Клаван часто бегал к коменданту, а с коллегами-фельдфебелями не дружил. Они его не терпели. Он искал близости с теми заключенными, которые могли поговорить с ним о книжных премудростях. Придя к Гоппе, Клаван выкладывал ему все что слышал от узников. Его рассказы не были доносами в полном смысле слова, не преследовали дурных целей. Только безграничная наивность развязывала Клавану язык. И кроме того, Гоппе являлся для него непререкаемым авторитетом, олицетворением благородства. Он шел к коменданту, как на исповедь.
Клаван был апологетом войны. Самые светлые его воспоминания были связаны с годами войны. Она с точки зрения Клавана, с беспощадной необходимостью улучшала человеческую породу. Но когда пожар войны перебросился на территорию Германии, Клаван внес в свою теорию существенные коррективы и превратился в принципиального антимилитариста.
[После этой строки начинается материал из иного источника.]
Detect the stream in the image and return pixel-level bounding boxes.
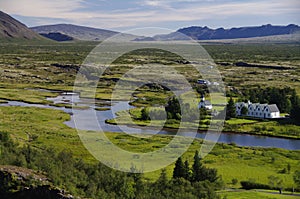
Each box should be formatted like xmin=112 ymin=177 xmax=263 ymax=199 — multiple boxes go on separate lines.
xmin=0 ymin=93 xmax=300 ymax=150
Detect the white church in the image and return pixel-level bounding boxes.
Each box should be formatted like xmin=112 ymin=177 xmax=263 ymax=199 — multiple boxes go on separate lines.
xmin=198 ymin=95 xmax=212 ymax=110
xmin=235 ymin=101 xmax=280 ymax=119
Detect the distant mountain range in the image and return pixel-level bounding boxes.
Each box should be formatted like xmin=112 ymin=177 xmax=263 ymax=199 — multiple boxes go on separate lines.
xmin=0 ymin=11 xmax=43 ymax=40
xmin=31 ymin=24 xmax=139 ymax=41
xmin=152 ymin=24 xmax=300 ymax=40
xmin=31 ymin=24 xmax=118 ymax=41
xmin=0 ymin=11 xmax=300 ymax=41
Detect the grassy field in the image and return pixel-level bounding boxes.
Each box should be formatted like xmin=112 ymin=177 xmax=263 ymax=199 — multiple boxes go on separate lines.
xmin=0 ymin=42 xmax=300 ymax=198
xmin=220 ymin=191 xmax=299 ymax=199
xmin=0 ymin=107 xmax=300 ymax=187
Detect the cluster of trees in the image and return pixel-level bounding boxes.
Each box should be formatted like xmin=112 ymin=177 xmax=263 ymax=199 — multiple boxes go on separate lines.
xmin=0 ymin=133 xmax=218 ymax=199
xmin=141 ymin=97 xmax=199 ymax=121
xmin=173 ymin=151 xmax=219 ymax=183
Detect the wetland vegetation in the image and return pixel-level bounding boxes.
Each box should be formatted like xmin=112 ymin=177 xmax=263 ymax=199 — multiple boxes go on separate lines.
xmin=0 ymin=41 xmax=300 ymax=198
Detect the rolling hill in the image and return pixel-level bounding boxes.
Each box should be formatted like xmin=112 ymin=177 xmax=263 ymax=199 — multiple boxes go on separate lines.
xmin=153 ymin=24 xmax=300 ymax=40
xmin=0 ymin=11 xmax=44 ymax=40
xmin=31 ymin=24 xmax=137 ymax=41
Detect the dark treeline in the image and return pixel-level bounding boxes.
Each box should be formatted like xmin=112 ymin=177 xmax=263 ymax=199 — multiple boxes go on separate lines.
xmin=0 ymin=133 xmax=219 ymax=199
xmin=240 ymin=87 xmax=300 ymax=121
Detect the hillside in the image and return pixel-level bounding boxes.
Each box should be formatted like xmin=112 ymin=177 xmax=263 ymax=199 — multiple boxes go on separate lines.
xmin=31 ymin=24 xmax=136 ymax=41
xmin=40 ymin=32 xmax=74 ymax=41
xmin=154 ymin=24 xmax=300 ymax=40
xmin=0 ymin=11 xmax=42 ymax=40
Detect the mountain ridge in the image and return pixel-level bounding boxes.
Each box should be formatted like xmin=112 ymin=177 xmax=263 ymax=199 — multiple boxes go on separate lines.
xmin=30 ymin=24 xmax=137 ymax=41
xmin=0 ymin=11 xmax=44 ymax=40
xmin=153 ymin=24 xmax=300 ymax=40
Моим приятелям-полякам он говорил, что не может понять литовцев. Всем ведь известно, что после войны Литва будет присоединена к Германии, литовцы получат возможность онемечиться, им будет оказана величайшая честь называться немцами. А они, литовцы, все почему-то ерепенятся, все чем-то недовольны!
Клаван поэтизировал силу. Тот прав, философствовал он, на чьей стороне мощь. Германия понесла, мол большие потери, и ясно как день, что после войны она вправе на что-то претендовать, — как же иначе? Прибалтийские страны естественно, должны принадлежать Германии…
— Господин ротенфюрер, — до фельдфебельского звании он так и не дослужился, — у вас есть усадьба, а у Зеленке нет. А ведь Зеленке сильнее вас. Что вы сказали бы, если бы Зеленке собрал банду таких, как он, пришел ночью и выбросил вас из дома?
— Как можно, — возмутился он, — сравнивать почетную войну с обыкновенным разбоем?
Как ни тщился Клаван провести грань между рыцарски благородной Германией и грабителем Зеленке, разницы я так и не почувствовал…
Осенью 1944 года, когда фронт приблизился к границам Германии, Клаван весьма своеобразно ответил на мое возмущение тем, что меня до сих пор не отпускают из лагеря.
— Я, — сказал Клаван — такой же заключенный как и ты. Я никуда не могу отлучиться из лагеря. Четырежды подавал прошение об отправке на фронт, но власти медлят, не пускают. Выходит, и я арестант.
— Между нами — заметил я, — тем не менее есть некоторая разница…
— Какая? По-моему, нет никакой.
— Мне все же сдается — есть. Например, собака, встретив эсэсовца, может не делать «Mutzen ab», а я должен. Собака имеет право гулять с эсэсовцем по тротуару, а я обязан ходить по середине улицы, месить грязь. Вот если бы меня уравняли в правах с собакой, и то было бы много сделано.
— Ах, вот что, — глухо промычал Клаван. У него было такое выражение лица, будто я дал ему по морде. Но отделаться от него вежливым образом не представлялось возможным. Самозванный немец Клаван надоедал больше, чем урожденный.